During the late 1970’s and early 1980’s with the development of cellular telephones, digital devices and the personnel computer in the electronics industry, it was possible to develop many novel micrometre and later, nanometre scale fabrication techniques to manufacture extremely small and compact equipment. Using these new fabrication techniques in conjunction with the continually developing biomaterials field, many research teams across the world have the potential to fabricate 3D scaffold structures that can effectively biomimic the topographical features of the ECM. Once the specific tissue engineering application has been identified, the required chemical, physical, and mechanical properties can be determined and then a suitable fabrication technique can be selected to manufacture the scaffold structure.
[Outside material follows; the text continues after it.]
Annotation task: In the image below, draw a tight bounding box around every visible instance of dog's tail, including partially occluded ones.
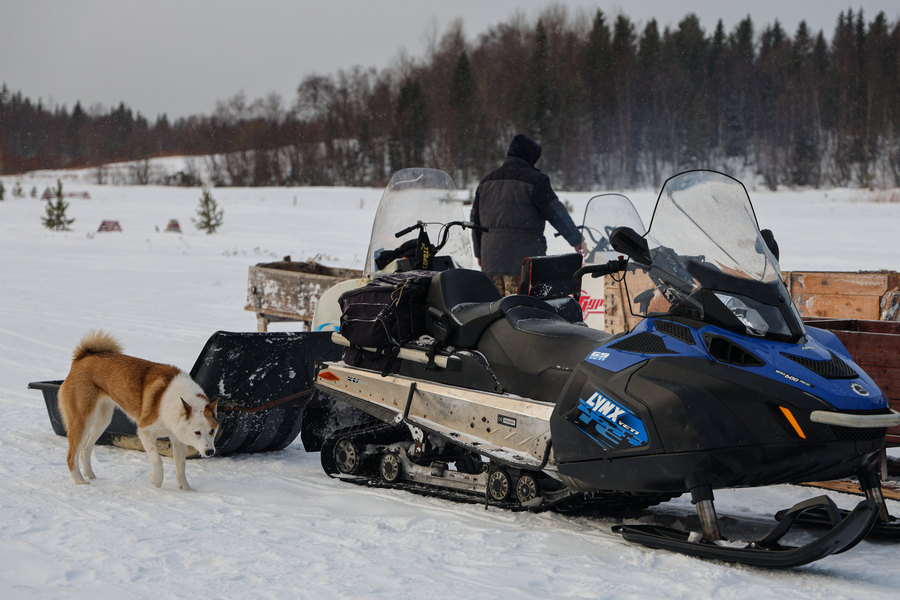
[72,329,122,362]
Technologically driven top down micrometre and nanometre scale lithographic fabrication techniques have been used to produce a variety of topographical features such as grooves, gratings, pillars, spheres, pits, and tubes (see Figure 2). These techniques have the ability to control the fabrication of accurate and highly reproducible topographical features over the surface of a variety of substrates. Several lithographic techniques have developed over the years that have enabled researchers to explore a variety of cell-topography interactions on materials such as silicon, polymers, and titanium [132]. Electron beam lithography, which was originally developed for producing integrated circuits has been successfully used to produce both micrometre and nanometre scale topographical features on the surface of several biocompatible materials. However, this technique is relatively expensive and time consuming due to substrate exposure time, which limits the production of substrates and scaffolds [153]. Photolithography is a process which selectively removes predetermined material from the surface of a substrate to fabricate micrometre topography. The first use of this technique for cell response studies was made in the early 1980s when a series of micrometre scale grooves were formed in the surface of a silica substrate [154]. Other techniques such as X-ray lithography, laser ablation, nanoimprinting, and microcontact lithography have also been used effectively used to produce topographical features on a variety of materials.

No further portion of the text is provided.